Secondly, if the residents approve it the Interior Department will have to approve it too. Milovich said that he had been told the Interior Department would have no problem with the settlement.
Finally, Congress will have to approve the plan because it is dealing with the sale of Federal land to private individuals.
"We worked hard in the last year to get this done," said Carbon County Commissioner Mike Milovich in an interview on Wednesday afternoon. "When it came right down to it the BOR didn't own some of the property they thought they did, but they do own some of it and the solution to that will have to be approved by the people that now have structures there."
Milovich says that basically the situation can be handled in one of two ways.
First, the BOR (with the approval of Congress) could sell the land that structures are located on for market value in fee title.
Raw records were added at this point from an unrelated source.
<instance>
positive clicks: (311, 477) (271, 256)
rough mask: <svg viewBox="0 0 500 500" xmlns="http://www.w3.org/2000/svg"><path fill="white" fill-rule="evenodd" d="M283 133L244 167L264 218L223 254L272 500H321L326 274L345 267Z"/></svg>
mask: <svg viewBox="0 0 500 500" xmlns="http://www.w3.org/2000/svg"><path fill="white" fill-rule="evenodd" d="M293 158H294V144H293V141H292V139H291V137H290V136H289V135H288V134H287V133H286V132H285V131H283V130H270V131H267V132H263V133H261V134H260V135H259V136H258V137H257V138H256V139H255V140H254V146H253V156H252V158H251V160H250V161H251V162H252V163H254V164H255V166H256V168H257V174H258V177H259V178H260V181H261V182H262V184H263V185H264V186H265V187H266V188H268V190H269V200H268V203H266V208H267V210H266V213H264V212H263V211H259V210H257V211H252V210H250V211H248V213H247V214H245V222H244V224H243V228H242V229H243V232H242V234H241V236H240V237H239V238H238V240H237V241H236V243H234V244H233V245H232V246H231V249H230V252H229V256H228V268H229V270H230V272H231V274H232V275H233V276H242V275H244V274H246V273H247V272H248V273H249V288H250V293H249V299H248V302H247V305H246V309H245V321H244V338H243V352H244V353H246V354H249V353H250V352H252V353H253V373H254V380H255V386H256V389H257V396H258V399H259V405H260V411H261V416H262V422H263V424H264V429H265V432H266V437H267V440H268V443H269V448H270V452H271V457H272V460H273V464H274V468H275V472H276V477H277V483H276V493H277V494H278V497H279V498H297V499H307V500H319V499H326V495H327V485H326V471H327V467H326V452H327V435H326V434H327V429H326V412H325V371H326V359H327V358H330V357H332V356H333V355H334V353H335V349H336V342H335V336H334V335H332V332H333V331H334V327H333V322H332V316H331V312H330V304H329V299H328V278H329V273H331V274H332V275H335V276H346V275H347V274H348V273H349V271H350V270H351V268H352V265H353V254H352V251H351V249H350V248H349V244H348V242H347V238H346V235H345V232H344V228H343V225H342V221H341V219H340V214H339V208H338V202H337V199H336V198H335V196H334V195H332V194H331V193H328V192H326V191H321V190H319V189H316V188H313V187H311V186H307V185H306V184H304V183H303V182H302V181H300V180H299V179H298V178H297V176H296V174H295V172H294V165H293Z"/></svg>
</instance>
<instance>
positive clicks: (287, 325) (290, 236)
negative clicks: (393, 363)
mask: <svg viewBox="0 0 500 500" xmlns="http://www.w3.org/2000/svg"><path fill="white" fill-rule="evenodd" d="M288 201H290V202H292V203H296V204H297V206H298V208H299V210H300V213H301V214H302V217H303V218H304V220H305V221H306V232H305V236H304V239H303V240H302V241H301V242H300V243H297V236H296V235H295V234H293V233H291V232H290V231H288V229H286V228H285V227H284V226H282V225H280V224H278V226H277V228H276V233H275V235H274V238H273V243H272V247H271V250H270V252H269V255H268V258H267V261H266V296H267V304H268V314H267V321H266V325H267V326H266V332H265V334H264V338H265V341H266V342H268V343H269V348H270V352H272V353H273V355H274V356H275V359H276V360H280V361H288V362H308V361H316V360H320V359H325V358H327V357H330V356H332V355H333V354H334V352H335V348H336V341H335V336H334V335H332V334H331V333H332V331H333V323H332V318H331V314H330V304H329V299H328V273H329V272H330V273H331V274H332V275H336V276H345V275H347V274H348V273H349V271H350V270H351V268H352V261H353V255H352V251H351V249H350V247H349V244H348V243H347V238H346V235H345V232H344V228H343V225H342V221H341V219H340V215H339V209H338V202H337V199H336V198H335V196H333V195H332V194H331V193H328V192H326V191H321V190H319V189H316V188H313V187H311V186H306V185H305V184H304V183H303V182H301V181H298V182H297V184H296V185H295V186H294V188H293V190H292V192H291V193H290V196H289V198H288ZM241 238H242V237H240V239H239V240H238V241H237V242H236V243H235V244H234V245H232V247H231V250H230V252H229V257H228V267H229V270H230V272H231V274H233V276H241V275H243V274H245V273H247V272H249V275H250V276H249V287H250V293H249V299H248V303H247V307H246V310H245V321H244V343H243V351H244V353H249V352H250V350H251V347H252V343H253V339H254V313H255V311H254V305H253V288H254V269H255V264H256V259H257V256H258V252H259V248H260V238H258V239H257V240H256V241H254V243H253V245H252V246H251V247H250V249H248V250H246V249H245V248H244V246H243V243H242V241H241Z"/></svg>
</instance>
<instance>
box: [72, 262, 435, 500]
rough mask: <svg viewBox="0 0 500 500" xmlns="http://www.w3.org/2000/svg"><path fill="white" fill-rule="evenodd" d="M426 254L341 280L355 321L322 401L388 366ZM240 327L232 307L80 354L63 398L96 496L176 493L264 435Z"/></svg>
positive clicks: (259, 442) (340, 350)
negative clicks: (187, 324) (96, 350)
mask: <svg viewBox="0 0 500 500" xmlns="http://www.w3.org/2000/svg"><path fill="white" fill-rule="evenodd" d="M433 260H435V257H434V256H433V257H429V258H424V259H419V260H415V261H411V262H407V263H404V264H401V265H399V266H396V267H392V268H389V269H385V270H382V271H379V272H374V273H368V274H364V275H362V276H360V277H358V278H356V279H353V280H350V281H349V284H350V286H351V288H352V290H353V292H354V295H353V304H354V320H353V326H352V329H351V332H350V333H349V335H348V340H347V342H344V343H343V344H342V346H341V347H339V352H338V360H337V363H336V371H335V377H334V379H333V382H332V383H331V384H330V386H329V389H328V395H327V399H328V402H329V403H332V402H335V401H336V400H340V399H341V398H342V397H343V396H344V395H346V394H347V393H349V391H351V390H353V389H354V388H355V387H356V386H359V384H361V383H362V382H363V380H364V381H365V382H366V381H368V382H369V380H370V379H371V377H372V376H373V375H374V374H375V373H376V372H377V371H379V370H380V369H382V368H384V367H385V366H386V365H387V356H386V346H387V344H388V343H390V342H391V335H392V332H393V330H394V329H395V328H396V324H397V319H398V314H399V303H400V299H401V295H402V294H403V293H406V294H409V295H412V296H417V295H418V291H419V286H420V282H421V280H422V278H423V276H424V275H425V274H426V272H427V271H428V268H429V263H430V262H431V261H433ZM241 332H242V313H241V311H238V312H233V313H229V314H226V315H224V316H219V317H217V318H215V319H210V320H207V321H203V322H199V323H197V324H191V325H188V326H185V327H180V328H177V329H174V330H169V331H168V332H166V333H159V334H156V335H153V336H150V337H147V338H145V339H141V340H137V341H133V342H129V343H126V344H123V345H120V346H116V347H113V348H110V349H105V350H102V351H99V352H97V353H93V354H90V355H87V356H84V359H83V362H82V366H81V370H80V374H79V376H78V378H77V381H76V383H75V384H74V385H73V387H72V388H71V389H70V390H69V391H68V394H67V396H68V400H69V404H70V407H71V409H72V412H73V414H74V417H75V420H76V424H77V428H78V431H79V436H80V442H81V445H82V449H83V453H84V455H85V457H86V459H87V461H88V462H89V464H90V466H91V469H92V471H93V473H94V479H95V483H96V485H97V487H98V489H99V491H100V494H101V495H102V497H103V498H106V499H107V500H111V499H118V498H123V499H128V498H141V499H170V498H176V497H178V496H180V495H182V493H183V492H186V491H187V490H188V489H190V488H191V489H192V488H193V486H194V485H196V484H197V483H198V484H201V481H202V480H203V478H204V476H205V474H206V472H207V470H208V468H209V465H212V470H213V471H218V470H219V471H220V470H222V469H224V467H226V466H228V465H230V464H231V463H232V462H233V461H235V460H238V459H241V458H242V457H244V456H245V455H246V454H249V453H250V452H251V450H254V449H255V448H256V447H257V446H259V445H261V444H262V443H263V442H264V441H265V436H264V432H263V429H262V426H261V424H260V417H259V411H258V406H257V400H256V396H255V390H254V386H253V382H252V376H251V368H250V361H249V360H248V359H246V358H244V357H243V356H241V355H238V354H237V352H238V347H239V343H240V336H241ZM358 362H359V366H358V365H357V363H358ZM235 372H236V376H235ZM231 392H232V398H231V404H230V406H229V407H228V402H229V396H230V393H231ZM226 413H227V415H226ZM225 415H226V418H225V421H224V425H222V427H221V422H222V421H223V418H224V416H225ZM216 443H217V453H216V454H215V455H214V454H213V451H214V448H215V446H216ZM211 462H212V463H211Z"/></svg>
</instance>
Or those that that wish to could lease their properties for 10 years at a time.
However, if the majority of residents don't approve the plan, the BOR will probably take action to just take over the land.
This gun-to-the-head situation has made many who have been informed about the solution unhappy, but Milovich said the group did the best they could to get the problem solved.
"These were the options we could work out, and it is a heck of a lot better than what we had when we began," he said.
According to the BOR there are conflicting deeds in county records after the recorded deeds which conveyed title to the Scofield lands to Reclamation. Second, lands were sold or conveyed to private owners based on insufficient title history information. Third, after-acquired-title for a significant land parcel passed to the U.S. in 1944, and the former land owner later gave quit-claim deeds to others which conflicted with the U.S. title.
In 1998, Reclamation filed a quiet title action in federal district court in response to the construction of a home on its land southwest of the dam. Ultimately, the Tenth Circuit Court ruled on behalf of Reclamation, affirming that Reclamation owned the land in fee and ruling that there was not a right to use on the property. The District Court subsequently issued an amended judgment affirming the Tenth Circuit ruling.
The concern from BOR is that if the reservoir level raises to flood stage, many of the homes and structures that are within the flood plain will come loose, travel to the dam and block the spillway which could lead to an eventual dam failure, jeopardizing Highway 6, the railroad tracks in Price Canyon and the towns of Helper and Price downstream.
The meeting for discussion of the negotiated settlement will be held at the Carbon County Events Center at 7 p.m. tonight (Oct. 7).